Cela se passe aussi dans les représentations des familles et des enfants. Dans l’iconographie utilisée dans les médias ou dans les brochures qu’on peut trouver dans les différentes institutions des services sociaux et de santé, les femmes épanouies dans des grossesses saines sont des Blanches. Les femmes noires enceintes sont montrées dans des conditions souvent primitives ou en situation de grande précarité. Ce double standard dans les représentations vient en retour teinter la façon dont les personnes seront reçues et traitées dans les lieux de maternité.
Cela a aussi à voir avec la formation que les professionnelles de la santé reçoivent : on n’y traite jamais du racisme et de comment il conditionne nos relations.
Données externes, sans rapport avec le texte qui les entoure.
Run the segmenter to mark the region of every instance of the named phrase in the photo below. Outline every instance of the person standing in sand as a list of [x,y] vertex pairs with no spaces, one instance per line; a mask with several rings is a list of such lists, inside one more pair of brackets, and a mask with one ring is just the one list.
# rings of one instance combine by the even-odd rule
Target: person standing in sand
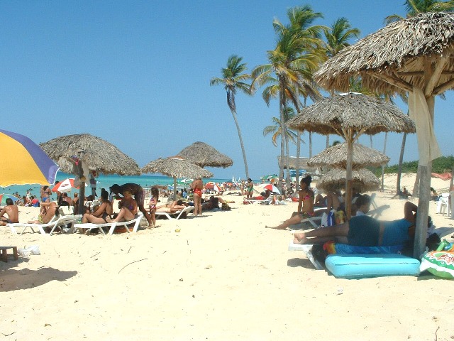
[[138,207],[140,212],[143,213],[143,216],[147,219],[148,225],[153,226],[153,222],[151,220],[151,217],[143,206],[145,203],[145,194],[142,186],[138,185],[137,183],[125,183],[124,185],[121,185],[120,186],[116,183],[114,185],[112,185],[112,187],[110,188],[110,190],[111,193],[115,193],[116,195],[118,195],[118,194],[124,195],[125,190],[128,190],[133,195],[134,195],[134,199],[135,199],[137,206]]
[[194,191],[194,215],[201,215],[201,189],[204,183],[199,177],[191,183],[191,188]]
[[[8,219],[4,217],[5,214],[8,215]],[[14,205],[13,200],[9,197],[6,199],[6,206],[0,211],[0,226],[6,226],[6,224],[13,222],[19,222],[19,210]]]
[[301,179],[299,183],[301,190],[298,192],[298,214],[293,215],[279,225],[275,227],[265,226],[265,227],[284,229],[293,224],[302,222],[306,218],[314,217],[315,213],[314,212],[314,191],[311,189],[311,181],[312,178],[311,175],[307,175]]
De plus, on ne retrouve pas une grande diversité culturelle et ethnique chez les sages-femmes et le personnel soignant des hôpitaux. Tous ces facteurs participent à une discrimination raciste systémique pour les Noires.
ÀB ! : Comment pourrait-on travailler à déconstruire le racisme systémique pendant la grossesse et l’accouchement ?
H. M. : Plusieurs stratégies peuvent être utilisées. En premier lieu, il doit y avoir une prise de conscience collective sur la façon dont le racisme systémique affecte nos relations et le quotidien des personnes racisées et donc, dans notre cas, la grossesse et l’accouchement. Il faut se poser cette question directement. Cela conduirait, entre autres, à revisiter les programmes de formation périnatale pour le personnel soignant et les sages-femmes pour répondre aux questions suivantes : qui sont les auteur·e·s mobilisé·e·s dans les cours ? Y a-t-il des cours qui présentent une analyse critique du racisme ou une histoire de l’esclavage et du colonialisme, et la façon dont ces périodes continuent à affecter les personnes racisées ? Lorsque les mouvements féministes sont abordés, quelles femmes sont représentées ? Dans les établissements de santé, poser directement la question du racisme dans les relations humaines conduirait à discuter des politiques antiracistes qui encadrent ces lieux – en commençant par se demander s’il existe de telles politiques. Et si oui, quels sont les moyens mis en place pour les faire respecter ? Je remarque que, souvent, les enjeux entourant le racisme (inclusion, diversité, discrimination, liens entre les périodes historiques du colonialisme, de l’esclavage et le présent) ne sont tout simplement pas soulevés. Comment créer des environnements inclusifs alors si on ne tient pas compte de ces réalités ? Si les discriminations raciales ne sont pas reconnues, il n’y aura pas de politiques pour favoriser l’inclusion de personnes racisées comme enseignant·e, étudiant·e ou professionnel·le.
Par ailleurs, il s’agit de s’organiser et de se mobiliser en tant que Noires ayant vécu de la violence de genre, qu’elle soit conjugale, familiale ou institutionnelle. Je suis l’une des fondatrices du Third Eye Collective, qui dénonce les violences sexuelles vécues par des femmes noires et qui cherche à développer la pratique de la justice transformatrice. Je suis aussi l’une des personnes derrière l’initiative de la création d’un réseau de travailleuses périnatales noires (doulas, sages-femmes, consultantes en lactation, etc.). C’est en se mobilisant ensemble que nous pourrons lutter contre ces discriminations.